The Daily Dish
April 23, 2024
Biden’s Jaw-dropping Regulatory Blitz
Sometimes you can’t improve on the original:
The American Action Forum’s “Week in Regulation” series dates back just over 13 years. There has never been a week quite like this across that span. Thanks primarily to the Environmental Protection Agency’s (EPA) latest tailpipe emissions rule for passenger vehicles, Biden Administration regulatory costs have crossed into trillion-dollar (with a T) territory. With 20 rulemakings containing some quantified economic impact, however, the EPA rule was hardly the only story of the week. Across all rulemakings, agencies published $875.3 billion in total costs and added 4.7 million annual paperwork burden hours.

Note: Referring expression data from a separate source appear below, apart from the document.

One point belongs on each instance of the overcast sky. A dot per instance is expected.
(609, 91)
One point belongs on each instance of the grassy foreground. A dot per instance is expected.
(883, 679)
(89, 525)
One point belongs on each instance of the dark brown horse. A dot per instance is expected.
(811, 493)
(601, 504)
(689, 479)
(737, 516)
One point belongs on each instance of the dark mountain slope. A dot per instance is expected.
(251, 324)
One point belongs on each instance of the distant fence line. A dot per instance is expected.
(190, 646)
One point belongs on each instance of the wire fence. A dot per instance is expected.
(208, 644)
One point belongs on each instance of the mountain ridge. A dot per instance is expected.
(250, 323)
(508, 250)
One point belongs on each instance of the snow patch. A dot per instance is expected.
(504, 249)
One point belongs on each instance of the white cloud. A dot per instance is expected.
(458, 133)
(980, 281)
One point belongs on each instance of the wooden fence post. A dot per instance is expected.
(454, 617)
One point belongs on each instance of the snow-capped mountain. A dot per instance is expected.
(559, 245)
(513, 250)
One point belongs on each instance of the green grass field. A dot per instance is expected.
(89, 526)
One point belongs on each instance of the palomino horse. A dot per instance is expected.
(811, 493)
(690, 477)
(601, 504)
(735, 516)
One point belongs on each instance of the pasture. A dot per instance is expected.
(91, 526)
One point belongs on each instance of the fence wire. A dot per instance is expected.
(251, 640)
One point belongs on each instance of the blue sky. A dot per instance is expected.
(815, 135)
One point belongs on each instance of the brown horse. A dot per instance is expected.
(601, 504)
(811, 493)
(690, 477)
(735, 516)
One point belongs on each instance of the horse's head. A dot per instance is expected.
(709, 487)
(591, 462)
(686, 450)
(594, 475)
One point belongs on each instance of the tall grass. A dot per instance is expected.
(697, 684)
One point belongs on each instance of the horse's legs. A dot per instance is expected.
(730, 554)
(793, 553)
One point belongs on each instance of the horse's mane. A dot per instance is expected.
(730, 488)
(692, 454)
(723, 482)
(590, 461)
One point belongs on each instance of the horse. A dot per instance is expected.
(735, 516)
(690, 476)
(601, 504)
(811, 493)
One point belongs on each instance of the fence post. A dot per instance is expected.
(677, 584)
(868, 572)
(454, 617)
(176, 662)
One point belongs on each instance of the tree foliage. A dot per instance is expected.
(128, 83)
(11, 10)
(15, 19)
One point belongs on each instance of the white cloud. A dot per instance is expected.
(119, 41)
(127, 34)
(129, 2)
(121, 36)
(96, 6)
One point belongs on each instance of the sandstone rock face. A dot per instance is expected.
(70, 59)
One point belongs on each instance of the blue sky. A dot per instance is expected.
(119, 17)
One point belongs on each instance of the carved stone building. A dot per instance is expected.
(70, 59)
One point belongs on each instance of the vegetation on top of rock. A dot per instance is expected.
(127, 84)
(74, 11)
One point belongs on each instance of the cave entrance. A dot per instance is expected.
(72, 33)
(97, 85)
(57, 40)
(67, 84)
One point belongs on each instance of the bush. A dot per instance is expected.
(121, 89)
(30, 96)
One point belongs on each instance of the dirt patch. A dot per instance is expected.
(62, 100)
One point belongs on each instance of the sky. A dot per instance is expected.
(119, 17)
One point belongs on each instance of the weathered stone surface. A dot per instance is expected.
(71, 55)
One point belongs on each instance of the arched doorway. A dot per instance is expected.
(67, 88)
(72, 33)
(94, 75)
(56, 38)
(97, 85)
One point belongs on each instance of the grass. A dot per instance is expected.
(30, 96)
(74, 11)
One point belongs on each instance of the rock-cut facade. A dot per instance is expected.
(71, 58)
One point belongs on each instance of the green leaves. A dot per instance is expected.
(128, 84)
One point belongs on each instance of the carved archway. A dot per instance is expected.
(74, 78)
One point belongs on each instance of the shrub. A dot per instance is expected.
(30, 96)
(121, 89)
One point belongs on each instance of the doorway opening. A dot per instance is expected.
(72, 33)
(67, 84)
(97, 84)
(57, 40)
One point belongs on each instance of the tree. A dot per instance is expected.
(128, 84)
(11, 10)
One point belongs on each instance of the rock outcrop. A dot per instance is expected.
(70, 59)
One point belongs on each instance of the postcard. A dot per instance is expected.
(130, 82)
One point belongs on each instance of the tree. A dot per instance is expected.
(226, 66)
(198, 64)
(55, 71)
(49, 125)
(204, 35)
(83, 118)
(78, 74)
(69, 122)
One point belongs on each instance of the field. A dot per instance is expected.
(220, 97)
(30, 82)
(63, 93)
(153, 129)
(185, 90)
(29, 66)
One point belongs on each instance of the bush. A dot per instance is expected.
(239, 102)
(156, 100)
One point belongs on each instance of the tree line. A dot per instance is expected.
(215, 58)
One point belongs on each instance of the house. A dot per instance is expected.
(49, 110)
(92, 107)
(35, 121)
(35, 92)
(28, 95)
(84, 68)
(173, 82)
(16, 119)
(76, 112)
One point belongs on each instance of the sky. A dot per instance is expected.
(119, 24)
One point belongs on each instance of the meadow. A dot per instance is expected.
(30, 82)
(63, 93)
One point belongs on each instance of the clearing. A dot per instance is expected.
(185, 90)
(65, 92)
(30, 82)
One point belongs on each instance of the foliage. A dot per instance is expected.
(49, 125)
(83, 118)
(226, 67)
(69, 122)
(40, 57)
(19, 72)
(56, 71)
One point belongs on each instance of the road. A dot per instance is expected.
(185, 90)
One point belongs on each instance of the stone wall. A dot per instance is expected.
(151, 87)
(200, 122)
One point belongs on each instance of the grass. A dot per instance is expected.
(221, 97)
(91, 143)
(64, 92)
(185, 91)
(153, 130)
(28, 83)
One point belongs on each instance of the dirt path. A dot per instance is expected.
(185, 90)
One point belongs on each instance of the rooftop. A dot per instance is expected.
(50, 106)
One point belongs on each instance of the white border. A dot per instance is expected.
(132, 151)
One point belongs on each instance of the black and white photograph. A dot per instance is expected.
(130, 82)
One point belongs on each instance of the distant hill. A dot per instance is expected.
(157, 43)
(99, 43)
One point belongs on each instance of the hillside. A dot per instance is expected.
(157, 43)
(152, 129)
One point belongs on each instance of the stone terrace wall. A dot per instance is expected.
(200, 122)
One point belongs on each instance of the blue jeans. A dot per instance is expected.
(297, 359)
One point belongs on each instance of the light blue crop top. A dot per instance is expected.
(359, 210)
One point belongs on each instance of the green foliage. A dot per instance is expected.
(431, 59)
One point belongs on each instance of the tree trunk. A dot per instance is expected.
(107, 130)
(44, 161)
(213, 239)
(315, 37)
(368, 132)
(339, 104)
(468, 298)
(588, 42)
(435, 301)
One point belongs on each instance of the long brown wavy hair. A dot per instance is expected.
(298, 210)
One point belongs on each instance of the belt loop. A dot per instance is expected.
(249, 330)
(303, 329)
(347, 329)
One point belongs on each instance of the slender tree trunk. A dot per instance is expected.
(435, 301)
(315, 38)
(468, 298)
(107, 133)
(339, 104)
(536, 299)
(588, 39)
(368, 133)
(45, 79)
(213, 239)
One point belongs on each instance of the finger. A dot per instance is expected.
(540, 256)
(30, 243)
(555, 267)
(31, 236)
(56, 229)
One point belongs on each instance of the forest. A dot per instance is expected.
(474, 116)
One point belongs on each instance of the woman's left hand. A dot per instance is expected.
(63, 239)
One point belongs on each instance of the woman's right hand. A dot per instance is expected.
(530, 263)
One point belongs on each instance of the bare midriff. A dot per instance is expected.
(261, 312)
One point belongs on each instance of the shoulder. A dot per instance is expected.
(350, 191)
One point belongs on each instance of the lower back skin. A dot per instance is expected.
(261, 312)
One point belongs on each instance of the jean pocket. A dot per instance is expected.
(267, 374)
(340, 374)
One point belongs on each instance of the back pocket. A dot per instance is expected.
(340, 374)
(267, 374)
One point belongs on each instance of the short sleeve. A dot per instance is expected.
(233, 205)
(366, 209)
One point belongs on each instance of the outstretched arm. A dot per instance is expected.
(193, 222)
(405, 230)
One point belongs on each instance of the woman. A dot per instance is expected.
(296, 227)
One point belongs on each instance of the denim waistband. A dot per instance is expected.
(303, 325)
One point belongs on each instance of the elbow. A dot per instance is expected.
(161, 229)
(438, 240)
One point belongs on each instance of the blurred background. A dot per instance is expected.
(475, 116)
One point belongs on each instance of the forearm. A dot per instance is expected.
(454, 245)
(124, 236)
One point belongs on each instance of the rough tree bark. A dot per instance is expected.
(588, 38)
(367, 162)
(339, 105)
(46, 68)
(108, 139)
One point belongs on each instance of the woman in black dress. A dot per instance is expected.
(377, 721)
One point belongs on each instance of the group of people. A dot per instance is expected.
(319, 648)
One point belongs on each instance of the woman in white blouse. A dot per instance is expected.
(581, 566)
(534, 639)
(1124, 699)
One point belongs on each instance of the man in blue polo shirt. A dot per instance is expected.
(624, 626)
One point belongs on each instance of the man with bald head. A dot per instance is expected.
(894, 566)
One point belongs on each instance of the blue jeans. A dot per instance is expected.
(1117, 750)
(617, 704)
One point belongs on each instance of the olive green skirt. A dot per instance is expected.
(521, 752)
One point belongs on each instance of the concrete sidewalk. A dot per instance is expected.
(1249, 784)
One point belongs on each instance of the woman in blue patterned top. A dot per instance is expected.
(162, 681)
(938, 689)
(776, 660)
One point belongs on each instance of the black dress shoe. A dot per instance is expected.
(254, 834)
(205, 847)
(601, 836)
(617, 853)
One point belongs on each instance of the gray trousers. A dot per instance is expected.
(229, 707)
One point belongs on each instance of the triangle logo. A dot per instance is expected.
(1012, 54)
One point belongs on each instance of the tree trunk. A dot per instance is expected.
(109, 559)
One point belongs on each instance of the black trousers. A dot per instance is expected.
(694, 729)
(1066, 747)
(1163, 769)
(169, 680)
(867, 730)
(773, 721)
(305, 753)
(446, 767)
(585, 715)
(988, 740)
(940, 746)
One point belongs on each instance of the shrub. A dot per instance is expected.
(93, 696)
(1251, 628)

$875.3 billion! In one week! Just $20 billion less than what President Obama did in two terms!
As Dan Goldbeck’s piece indicates, the Biden-era total now exceeds $1 trillion in regulatory costs. The huge week also pushed the average cost per regulation above $1.5 billion, where the Obama Administration averaged merely $250 million. The full comparison, reproduced from the Week in Regulation, is shown below.
All in all, it is simply a jaw-dropping regulatory record. But perhaps even more stunning is the radio silence it is receiving from the media. Regulations are taxes in another form. If President Biden had imposed $1.3 trillion in taxes by executive fiat, the media would be aflame.
The final point is that the Biden climate agenda is driving this regulatory tsunami. An alternative, and far more effective and efficient approach, would have been to adopt an economy-wide, upstream carbon tax where greenhouse gasses are taxed at their point of entry into the economy. When Eakinomics asks Bidenites why they did not pursue this approach, the usual answer is that people prefer carrots (e.g., clean-energy subsidies) to sticks. I don’t know about you, but a $1.3 trillion regulatory bill doesn’t look much like a carrot to me.
Fact of the Day
Across all rulemakings this past week, agencies published $875.3 billion in total costs and added 4.7 million annual paperwork burden hours.